First, identify the IRQs for the receiving queues for each  interface:

  grep eth2 /proc/interrupts
  76:         23         50        245         66         20        125         10          0          0          0          5          0       PCI-MSI-X  eth2-TxRx-0
84:         90        135         45        123         70         50          5          0          0          0          5          0       PCI-MSI-X  eth2-TxRx-1
92:        165         65         55         65        128         35          0          0          0          5          0          5       PCI-MSI-X  eth2-TxRx-2
100:         85        123         40         45         70        150          0          5          0          5          0          0       PCI-MSI-X  eth2-TxRx-3
108:        105         40         20        153        110         80          0          0          0          0         10          5       PCI-MSI-X  eth2-TxRx-4
116:        170        125         55         35         70         53          0          0         10          5          0          0       PCI-MSI-X  eth2-TxRx-5
124:         85        115         43         45         70        150          0         15          0          0          0          0       PCI-MSI-X  eth2-TxRx-6
132:        100         35         90        140         63         80         10          0          0          0          0          5       PCI-MSI-X  eth2-TxRx-7
140:        165        108         50         95         55         35          0          0          0          5          0         10       PCI-MSI-X  eth2-TxRx-8
172:          2          0          0          0          0          0          0          0          0          0          0          0       PCI-MSI-X  eth2:lsc

The IRQ is the first column.

Then bind those IRQ to a given processor:

  echo "proc_number" > /proc/irq/irq_number/smp_affinity

where proc_number is a bit mask of the core # (e.g.: core 2 = 04, core 3 = 08, core 4 = 16, etc) and irq_number is the IRQ (76,84...).
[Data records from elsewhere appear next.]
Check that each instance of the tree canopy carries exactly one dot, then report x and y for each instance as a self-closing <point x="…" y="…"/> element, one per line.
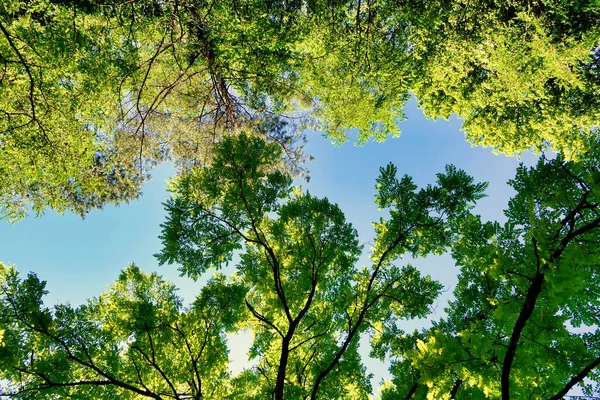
<point x="93" y="95"/>
<point x="297" y="286"/>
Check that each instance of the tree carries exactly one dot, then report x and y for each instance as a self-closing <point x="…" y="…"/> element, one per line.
<point x="94" y="95"/>
<point x="297" y="286"/>
<point x="522" y="75"/>
<point x="524" y="321"/>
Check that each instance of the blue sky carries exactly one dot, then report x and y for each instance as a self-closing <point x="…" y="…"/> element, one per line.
<point x="80" y="258"/>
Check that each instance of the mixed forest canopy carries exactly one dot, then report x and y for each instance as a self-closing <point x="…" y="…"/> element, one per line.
<point x="524" y="286"/>
<point x="93" y="95"/>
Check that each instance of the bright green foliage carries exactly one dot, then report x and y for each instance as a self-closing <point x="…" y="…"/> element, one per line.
<point x="524" y="321"/>
<point x="521" y="74"/>
<point x="134" y="340"/>
<point x="307" y="299"/>
<point x="297" y="288"/>
<point x="92" y="96"/>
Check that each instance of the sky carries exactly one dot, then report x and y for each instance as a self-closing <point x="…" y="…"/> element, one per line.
<point x="80" y="258"/>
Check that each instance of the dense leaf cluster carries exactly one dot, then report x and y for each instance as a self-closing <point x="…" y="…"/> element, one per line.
<point x="93" y="95"/>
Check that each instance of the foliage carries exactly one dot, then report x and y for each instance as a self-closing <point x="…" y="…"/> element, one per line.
<point x="298" y="288"/>
<point x="524" y="321"/>
<point x="94" y="95"/>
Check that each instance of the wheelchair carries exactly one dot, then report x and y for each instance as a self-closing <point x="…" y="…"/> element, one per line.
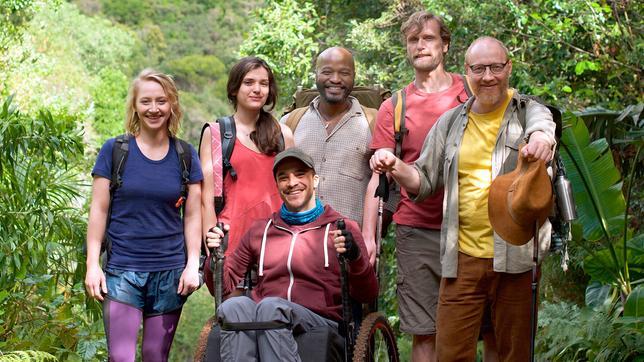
<point x="358" y="339"/>
<point x="364" y="334"/>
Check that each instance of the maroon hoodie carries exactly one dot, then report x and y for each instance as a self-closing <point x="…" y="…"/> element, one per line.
<point x="299" y="263"/>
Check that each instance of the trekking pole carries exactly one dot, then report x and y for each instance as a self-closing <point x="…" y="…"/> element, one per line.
<point x="346" y="302"/>
<point x="382" y="192"/>
<point x="533" y="312"/>
<point x="217" y="265"/>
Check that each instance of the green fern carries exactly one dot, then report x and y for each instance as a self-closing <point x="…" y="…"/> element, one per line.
<point x="24" y="356"/>
<point x="569" y="333"/>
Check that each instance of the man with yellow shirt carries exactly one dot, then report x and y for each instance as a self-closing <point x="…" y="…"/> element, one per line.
<point x="467" y="148"/>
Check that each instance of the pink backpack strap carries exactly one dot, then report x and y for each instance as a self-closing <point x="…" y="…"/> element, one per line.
<point x="216" y="158"/>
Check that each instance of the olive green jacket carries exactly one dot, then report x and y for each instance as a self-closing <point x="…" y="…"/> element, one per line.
<point x="438" y="166"/>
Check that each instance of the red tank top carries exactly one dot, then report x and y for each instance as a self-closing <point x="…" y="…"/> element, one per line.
<point x="252" y="196"/>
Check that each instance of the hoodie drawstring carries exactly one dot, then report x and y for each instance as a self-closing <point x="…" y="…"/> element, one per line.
<point x="325" y="247"/>
<point x="263" y="250"/>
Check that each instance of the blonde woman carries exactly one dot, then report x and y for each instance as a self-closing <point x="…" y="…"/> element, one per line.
<point x="154" y="255"/>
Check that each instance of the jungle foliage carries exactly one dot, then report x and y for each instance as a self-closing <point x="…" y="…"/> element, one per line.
<point x="64" y="72"/>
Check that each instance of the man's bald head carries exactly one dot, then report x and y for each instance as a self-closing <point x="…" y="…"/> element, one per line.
<point x="335" y="53"/>
<point x="334" y="75"/>
<point x="485" y="42"/>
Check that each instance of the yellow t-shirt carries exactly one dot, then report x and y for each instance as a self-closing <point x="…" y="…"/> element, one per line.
<point x="474" y="178"/>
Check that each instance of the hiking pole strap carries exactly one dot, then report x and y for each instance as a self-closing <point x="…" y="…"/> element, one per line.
<point x="218" y="257"/>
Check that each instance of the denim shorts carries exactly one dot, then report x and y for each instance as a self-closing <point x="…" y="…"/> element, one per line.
<point x="152" y="292"/>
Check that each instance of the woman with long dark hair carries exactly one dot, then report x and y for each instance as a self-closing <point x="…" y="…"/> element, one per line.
<point x="252" y="194"/>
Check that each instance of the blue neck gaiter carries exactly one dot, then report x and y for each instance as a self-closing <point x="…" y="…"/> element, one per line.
<point x="301" y="218"/>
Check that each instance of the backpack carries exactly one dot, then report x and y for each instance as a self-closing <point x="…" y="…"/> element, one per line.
<point x="370" y="99"/>
<point x="222" y="143"/>
<point x="222" y="135"/>
<point x="120" y="152"/>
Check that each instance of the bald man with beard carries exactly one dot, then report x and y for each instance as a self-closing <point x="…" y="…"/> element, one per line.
<point x="335" y="132"/>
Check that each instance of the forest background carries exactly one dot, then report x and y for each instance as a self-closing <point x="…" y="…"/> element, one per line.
<point x="64" y="72"/>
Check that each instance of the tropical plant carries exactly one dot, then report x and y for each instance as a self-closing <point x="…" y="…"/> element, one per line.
<point x="42" y="299"/>
<point x="617" y="260"/>
<point x="568" y="332"/>
<point x="32" y="356"/>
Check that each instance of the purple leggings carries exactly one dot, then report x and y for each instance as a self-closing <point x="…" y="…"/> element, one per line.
<point x="122" y="323"/>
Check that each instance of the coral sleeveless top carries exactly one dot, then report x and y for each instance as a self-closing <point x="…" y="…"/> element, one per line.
<point x="252" y="196"/>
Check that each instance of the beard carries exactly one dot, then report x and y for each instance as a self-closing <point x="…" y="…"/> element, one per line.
<point x="492" y="96"/>
<point x="333" y="98"/>
<point x="425" y="64"/>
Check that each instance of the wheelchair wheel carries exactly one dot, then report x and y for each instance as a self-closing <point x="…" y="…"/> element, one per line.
<point x="376" y="340"/>
<point x="202" y="343"/>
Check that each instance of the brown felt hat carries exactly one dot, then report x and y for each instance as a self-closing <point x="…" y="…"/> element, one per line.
<point x="518" y="199"/>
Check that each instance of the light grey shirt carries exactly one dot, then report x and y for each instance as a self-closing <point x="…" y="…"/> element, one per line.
<point x="438" y="166"/>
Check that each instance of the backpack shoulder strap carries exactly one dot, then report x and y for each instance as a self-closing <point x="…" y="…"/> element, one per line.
<point x="228" y="136"/>
<point x="185" y="163"/>
<point x="398" y="103"/>
<point x="454" y="115"/>
<point x="215" y="160"/>
<point x="120" y="151"/>
<point x="466" y="86"/>
<point x="371" y="114"/>
<point x="293" y="118"/>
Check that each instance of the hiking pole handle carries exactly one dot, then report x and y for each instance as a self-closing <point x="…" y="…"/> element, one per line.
<point x="346" y="302"/>
<point x="382" y="190"/>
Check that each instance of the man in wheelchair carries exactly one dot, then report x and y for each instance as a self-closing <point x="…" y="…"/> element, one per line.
<point x="298" y="282"/>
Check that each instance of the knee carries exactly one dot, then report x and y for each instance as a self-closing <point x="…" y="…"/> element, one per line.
<point x="153" y="354"/>
<point x="121" y="355"/>
<point x="271" y="308"/>
<point x="237" y="309"/>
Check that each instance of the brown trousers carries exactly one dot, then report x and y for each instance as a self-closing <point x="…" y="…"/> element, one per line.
<point x="462" y="303"/>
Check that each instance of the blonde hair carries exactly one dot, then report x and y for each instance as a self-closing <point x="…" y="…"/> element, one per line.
<point x="132" y="121"/>
<point x="416" y="22"/>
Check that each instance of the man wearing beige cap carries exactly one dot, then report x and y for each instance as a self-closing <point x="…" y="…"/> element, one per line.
<point x="298" y="285"/>
<point x="465" y="151"/>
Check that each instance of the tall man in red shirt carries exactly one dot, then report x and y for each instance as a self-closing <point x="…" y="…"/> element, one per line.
<point x="432" y="92"/>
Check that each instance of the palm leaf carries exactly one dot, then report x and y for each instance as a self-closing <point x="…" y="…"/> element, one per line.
<point x="596" y="181"/>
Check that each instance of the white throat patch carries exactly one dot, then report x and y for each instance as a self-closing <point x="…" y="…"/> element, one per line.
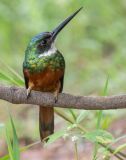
<point x="51" y="51"/>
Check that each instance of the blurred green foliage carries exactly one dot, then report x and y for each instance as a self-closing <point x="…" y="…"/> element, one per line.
<point x="93" y="44"/>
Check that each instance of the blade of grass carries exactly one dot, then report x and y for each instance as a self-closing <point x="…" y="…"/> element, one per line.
<point x="9" y="145"/>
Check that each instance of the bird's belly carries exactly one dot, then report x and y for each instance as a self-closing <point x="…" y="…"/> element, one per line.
<point x="45" y="81"/>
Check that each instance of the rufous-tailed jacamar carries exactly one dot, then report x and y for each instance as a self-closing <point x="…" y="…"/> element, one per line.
<point x="43" y="70"/>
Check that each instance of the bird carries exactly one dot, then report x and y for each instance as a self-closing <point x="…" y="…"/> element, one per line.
<point x="43" y="69"/>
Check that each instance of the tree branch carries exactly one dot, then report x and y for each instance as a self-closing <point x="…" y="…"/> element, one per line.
<point x="17" y="95"/>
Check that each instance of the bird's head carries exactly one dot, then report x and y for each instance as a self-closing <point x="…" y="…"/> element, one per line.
<point x="45" y="40"/>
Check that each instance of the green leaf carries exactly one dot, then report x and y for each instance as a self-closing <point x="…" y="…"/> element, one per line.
<point x="120" y="148"/>
<point x="1" y="125"/>
<point x="9" y="145"/>
<point x="54" y="137"/>
<point x="100" y="136"/>
<point x="81" y="116"/>
<point x="73" y="114"/>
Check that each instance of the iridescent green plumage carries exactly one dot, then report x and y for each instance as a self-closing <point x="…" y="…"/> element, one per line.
<point x="44" y="68"/>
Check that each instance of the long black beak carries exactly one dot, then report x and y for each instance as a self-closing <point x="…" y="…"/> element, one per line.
<point x="63" y="24"/>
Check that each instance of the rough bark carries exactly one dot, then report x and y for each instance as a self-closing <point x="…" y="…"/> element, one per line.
<point x="17" y="95"/>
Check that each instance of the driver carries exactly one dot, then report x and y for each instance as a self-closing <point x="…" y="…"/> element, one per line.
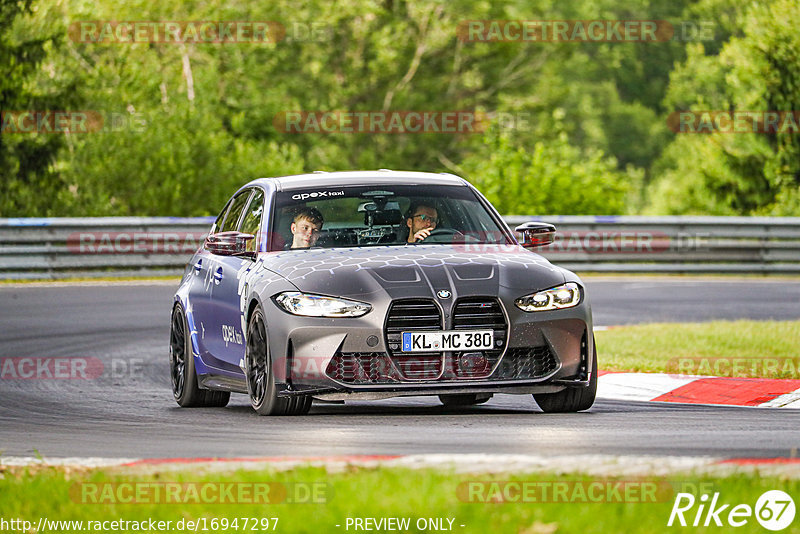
<point x="306" y="227"/>
<point x="421" y="220"/>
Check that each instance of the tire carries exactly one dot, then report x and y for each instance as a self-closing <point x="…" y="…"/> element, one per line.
<point x="571" y="399"/>
<point x="260" y="378"/>
<point x="464" y="399"/>
<point x="181" y="368"/>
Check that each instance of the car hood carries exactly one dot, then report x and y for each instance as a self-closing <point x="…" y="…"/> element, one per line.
<point x="405" y="271"/>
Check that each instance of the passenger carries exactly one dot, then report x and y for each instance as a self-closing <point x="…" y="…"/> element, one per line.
<point x="421" y="220"/>
<point x="306" y="227"/>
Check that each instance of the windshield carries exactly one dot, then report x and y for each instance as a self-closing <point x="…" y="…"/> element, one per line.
<point x="360" y="216"/>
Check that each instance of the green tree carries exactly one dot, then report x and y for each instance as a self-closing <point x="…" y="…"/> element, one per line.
<point x="724" y="173"/>
<point x="29" y="180"/>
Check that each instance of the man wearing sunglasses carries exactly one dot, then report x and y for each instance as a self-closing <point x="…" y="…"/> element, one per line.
<point x="421" y="221"/>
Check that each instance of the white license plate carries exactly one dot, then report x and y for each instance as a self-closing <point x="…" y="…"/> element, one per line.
<point x="448" y="340"/>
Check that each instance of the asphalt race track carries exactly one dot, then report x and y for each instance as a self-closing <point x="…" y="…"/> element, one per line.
<point x="131" y="413"/>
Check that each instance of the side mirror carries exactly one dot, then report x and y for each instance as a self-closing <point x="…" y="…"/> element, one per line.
<point x="535" y="234"/>
<point x="229" y="244"/>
  echo 04 > /proc/irq/76/smp_affinity

This will bind eth2-TxRx-0 to processor 2.

This sample boot script can be used to assign NIC interrupts to cores at boot time. For example:

# Bind eth2/eth3 Myricom IRQs to cores 2 and 3
/usr/local/bin/myri-irq-bind.sh eth2 4
/usr/local/bin/myri-irq-bind.sh eth3 8

You will also want to bind interrupts for your RAID controllers to other unused cores.